Roza el cielo Lomelín en Seibaplaya

Bajo un sol abrasador que no mermó el fervor de la afición, la tercera corrida de la Feria de Seybaplaya 2025 se convirtió en un canto al toreo, con un Antonio Lomelín que, cual torero de época, salió a hombros tras firmar una actuación sublime, rubricada con el corte de dos orejas y rabo. La plaza, repleta hasta la bandera, vibró con el arte y el valor de una tarde para el recuerdo.

Se lidiaron toros de la ganadería de Golondrinas, nobles y bravos en su conjunto, que permitieron el lucimiento de los coletudos. Abrió plaza el matador capitalino José Mauricio, quien, con su toreo clásico y hondo, conquistó los tendidos desde el primer muletazo. Su faena, templada y de mano baja, caló profundo en el alma de los aficionados, quienes exigieron las dos orejas tras un espadazo certero. Con su segundo, un astado de menos colaboración, Mauricio derrochó empeño, logrando pasajes de calidad que le valieron una sentida ovación desde el tercio.

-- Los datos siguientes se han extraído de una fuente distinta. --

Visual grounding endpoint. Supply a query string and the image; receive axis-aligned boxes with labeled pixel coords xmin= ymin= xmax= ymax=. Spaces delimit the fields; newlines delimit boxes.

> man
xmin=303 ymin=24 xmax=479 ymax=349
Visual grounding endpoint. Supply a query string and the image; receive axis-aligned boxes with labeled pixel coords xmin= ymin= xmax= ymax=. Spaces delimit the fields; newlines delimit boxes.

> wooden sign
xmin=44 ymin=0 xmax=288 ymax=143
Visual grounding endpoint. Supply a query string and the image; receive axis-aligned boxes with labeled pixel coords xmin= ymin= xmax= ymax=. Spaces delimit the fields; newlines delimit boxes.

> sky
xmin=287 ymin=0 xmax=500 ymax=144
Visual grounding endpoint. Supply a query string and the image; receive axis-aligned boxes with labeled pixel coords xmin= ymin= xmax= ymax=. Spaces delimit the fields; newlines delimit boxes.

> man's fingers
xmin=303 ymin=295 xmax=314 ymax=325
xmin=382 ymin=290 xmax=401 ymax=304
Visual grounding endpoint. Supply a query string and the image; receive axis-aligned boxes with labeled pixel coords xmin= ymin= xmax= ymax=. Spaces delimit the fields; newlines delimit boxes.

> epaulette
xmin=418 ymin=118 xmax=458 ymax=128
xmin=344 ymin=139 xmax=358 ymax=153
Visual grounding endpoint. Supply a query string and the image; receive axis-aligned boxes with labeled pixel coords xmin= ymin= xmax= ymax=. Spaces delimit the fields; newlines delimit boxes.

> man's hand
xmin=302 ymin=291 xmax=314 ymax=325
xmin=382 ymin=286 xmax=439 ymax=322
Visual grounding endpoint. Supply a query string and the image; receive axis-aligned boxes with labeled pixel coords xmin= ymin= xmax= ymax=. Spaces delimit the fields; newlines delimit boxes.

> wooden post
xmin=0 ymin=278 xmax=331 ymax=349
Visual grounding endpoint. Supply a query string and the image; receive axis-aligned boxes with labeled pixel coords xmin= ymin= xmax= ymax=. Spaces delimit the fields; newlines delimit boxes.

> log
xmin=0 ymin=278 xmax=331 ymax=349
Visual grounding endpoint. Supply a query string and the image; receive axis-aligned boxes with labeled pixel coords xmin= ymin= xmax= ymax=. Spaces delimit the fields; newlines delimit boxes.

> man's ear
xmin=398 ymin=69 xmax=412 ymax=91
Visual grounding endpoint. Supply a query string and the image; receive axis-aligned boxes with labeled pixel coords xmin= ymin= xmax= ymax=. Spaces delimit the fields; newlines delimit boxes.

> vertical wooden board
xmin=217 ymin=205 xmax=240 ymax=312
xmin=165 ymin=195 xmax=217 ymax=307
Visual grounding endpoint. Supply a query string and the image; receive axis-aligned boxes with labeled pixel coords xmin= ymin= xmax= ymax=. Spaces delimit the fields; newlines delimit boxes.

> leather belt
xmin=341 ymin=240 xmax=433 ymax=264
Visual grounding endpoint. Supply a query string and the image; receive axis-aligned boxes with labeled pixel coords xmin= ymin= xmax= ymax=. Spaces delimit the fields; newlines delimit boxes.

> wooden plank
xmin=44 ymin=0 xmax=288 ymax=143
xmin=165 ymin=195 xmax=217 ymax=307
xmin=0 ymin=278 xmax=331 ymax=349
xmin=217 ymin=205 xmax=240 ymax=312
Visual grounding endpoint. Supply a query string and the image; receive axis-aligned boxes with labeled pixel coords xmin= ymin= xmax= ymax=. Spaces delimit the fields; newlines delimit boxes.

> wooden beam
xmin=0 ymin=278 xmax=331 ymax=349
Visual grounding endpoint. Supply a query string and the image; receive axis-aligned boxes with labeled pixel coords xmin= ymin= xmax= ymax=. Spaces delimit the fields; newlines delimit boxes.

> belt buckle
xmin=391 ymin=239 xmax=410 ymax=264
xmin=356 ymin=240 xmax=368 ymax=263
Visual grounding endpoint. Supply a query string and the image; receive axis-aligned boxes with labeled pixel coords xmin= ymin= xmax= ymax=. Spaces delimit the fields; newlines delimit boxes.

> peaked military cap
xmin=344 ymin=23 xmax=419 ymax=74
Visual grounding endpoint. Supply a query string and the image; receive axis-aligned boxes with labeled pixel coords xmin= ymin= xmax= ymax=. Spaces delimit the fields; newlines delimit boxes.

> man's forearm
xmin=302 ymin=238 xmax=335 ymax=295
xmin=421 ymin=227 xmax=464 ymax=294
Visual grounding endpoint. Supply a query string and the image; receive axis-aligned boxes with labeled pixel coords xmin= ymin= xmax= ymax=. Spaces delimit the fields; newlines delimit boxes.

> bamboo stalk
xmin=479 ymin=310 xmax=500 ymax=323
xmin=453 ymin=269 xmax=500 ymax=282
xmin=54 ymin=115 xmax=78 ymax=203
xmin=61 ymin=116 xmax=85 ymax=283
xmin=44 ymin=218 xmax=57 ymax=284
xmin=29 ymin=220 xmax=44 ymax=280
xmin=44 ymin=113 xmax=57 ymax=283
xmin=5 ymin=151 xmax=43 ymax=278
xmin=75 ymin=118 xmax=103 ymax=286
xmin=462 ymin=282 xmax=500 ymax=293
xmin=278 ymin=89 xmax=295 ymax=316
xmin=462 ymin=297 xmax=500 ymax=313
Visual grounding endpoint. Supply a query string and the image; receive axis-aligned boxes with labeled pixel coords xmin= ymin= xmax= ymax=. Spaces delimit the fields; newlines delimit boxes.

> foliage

Mas fue Antonio Lomelín quien tocó el cielo en esta tarde gloriosa. Con el primero de su lote, un toro de imponente presencia, el diestro campechano desplegó un toreo de capa que fue un poema en movimiento, lanceando con cadencia y embroque. Ya con la muleta, Lomelín firmó una faena de antología: muletazos largos, profundos, ligados en series que parecían no tener fin, rematados con adornos de inspiración. La plaza rugía enfervorizada. Un estoconazo hasta la empuñadura desató la locura colectiva, y el juez, aclamado por el respetable, concedió las dos orejas y el rabo, trofeos que sellaron un trasteo redondo.

Con el que cerró plaza, Lomelín volvió a rozar la perfección, toreando con duende y verdad. Sus naturales, de una lentitud casi onírica, y sus derechazos, mandones y profundos, levantaron olés que retumbaron en Seybaplaya. Sin embargo, la espada, traicionera esta vez, le negó el triunfo pleno, dejando su labor en una salida al tercio cargada de reconocimiento.

Así, con el eco de los olés aún resonando, Antonio Lomelín se alzó como el triunfador absoluto de la Feria de Seybaplaya 2025, dejando su nombre grabado en letras de oro en esta plaza que lo vio reinar. Tarde de toros, tarde de gloria, tarde para no olvidar.